Black clergy who are opposed to marriage equality in Maryland are getting very generous coverage in the media. Here are two examples, one form the Washington Post and the other from MSNBC, both prominent outlets.

Black pastors take heat for not viewing same-sex marriage as civil rights matter

Over the past couple of years, as Thomas and dozens of other black clergymen in Prince George’s County have stood on the front line of the campaign against same-sex marriage, he has come to see the revolution at hand — in his view, a rebellion against religion and tradition — as an assault on the sustainability of the black family.

Maryland gay marriage could hinge on black churches

With Maryland poised to legalize gay marriage, some conservative opponents and religious leaders are counting on members of their congregations, especially in black churches, to upend the legislation at the polls this fall.Many African American church leaders oppose gay marriage in the liberal-leaning state that’s nearly one-third black, and President Barack Obama’s re-election campaign is expected to drive many of their congregants to the polls. Opponents submitted draft language for a ballot referendum to overturn the measure just after it passed the Legislature last week. Gov. Martin O’Malley was expected to sign the bill into law Thursday.

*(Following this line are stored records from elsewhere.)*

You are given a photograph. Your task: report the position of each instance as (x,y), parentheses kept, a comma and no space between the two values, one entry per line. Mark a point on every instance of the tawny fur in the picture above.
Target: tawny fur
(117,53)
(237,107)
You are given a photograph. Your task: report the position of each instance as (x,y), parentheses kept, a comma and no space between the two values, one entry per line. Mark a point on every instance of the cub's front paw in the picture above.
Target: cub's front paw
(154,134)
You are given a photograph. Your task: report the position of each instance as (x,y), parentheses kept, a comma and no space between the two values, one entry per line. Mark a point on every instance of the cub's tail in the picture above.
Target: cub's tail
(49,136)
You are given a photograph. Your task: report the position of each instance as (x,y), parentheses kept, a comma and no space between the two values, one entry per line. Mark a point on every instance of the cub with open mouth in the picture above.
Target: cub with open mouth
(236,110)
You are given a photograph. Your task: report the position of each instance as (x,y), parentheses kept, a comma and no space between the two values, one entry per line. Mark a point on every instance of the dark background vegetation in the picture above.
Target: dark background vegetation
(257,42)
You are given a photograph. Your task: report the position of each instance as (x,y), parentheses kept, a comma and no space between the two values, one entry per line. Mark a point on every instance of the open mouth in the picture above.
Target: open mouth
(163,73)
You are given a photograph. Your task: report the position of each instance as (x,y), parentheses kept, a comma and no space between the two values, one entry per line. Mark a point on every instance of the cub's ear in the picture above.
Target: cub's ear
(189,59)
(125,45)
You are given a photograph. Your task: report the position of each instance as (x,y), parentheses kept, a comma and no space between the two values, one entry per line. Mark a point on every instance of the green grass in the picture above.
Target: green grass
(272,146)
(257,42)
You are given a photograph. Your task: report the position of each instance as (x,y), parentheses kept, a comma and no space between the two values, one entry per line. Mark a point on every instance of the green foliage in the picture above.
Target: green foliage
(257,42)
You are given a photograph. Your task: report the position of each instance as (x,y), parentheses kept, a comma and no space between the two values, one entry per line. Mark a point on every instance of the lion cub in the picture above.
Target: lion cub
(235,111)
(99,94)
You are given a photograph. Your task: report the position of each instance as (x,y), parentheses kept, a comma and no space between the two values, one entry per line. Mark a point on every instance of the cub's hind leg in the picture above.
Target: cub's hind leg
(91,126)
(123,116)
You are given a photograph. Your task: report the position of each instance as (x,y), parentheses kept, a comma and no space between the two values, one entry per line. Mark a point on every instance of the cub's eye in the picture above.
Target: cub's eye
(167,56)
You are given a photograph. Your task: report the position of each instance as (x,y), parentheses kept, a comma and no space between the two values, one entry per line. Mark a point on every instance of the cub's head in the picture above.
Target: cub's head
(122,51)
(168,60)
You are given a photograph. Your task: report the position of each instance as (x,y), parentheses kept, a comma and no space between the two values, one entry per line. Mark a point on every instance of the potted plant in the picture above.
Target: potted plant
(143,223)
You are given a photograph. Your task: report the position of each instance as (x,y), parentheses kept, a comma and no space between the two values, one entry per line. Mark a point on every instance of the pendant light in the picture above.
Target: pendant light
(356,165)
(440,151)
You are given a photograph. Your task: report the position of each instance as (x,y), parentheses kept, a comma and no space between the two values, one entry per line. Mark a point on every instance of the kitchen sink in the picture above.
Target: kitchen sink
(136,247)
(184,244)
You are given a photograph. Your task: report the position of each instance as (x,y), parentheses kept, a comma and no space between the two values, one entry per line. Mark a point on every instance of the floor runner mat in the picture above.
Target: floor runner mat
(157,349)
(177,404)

So far the issue has not been presented directly at the ballot box in Maryland. From articles like this one could get the impression that the black population is a single monolithic bloc ready to march behind Bible waving preachers to defeat the threat to traditional religious views. However, let’s look at what data is available. The best thing I found was a poll conducted for the Washington Post in January. The article presenting the results leaves much to be desired, but it is what is available.Legalizing same-sex marriage in Maryland

The general thrust is that the electorate is about evenly split on the issue. There are 8% of undecideds that could sing it to a position of support. Interestingly the Post chose to address the issue of race only in terms of Democrats. It shows white Democrats being in favor by 71% while African American Democrats are opposed by 53% with 6% undecided. It is likely that a majority of blacks are registered as Democrats, this this presentation seems to be more focused on drama that a full balanced view of opinion.

What this poll reflects to my view is the general impression I have gotten from data that is available. Something in excess of 40% of African Americans are supportive of lesbian and gay rights in general and of marriage equality in particular. Among those people is a group of black lesbians and gays, many of them raising families. This is not a monolithic bloc of opposition to lesbian and gay rights. The problem is that it is only the voices of black opposition that are being given media coverage.

I wish to urge the gay and lesbian rights organizations that will be working to preserve their hard won victory to look at the California experience and learn from our mistakes. One important difference between California and Maryland is that blacks are about 10% of the CA electorate, but over 30% in MD. They cannot be ignored and written off.

The history of gay advocacy has mostly been about white middle class male advocacy. The rest of the rich variety of people who make up the lgbt community are usually not very visible in the public face that is presented in the media. What we are lining up for here is a media war between white gays and religious blacks. If that is allowed to happen yet again, it will play directly into the hands of the well organized opposition to marriage equality. We must present a different face of the gay and lesbian families that we are trying to protect. We must force the media to change their narrative. The public need to see families of color who are struggling to put food on the table. There are straight people in the black community who are open to persuasion. They are most like to be persuaded by queers of color.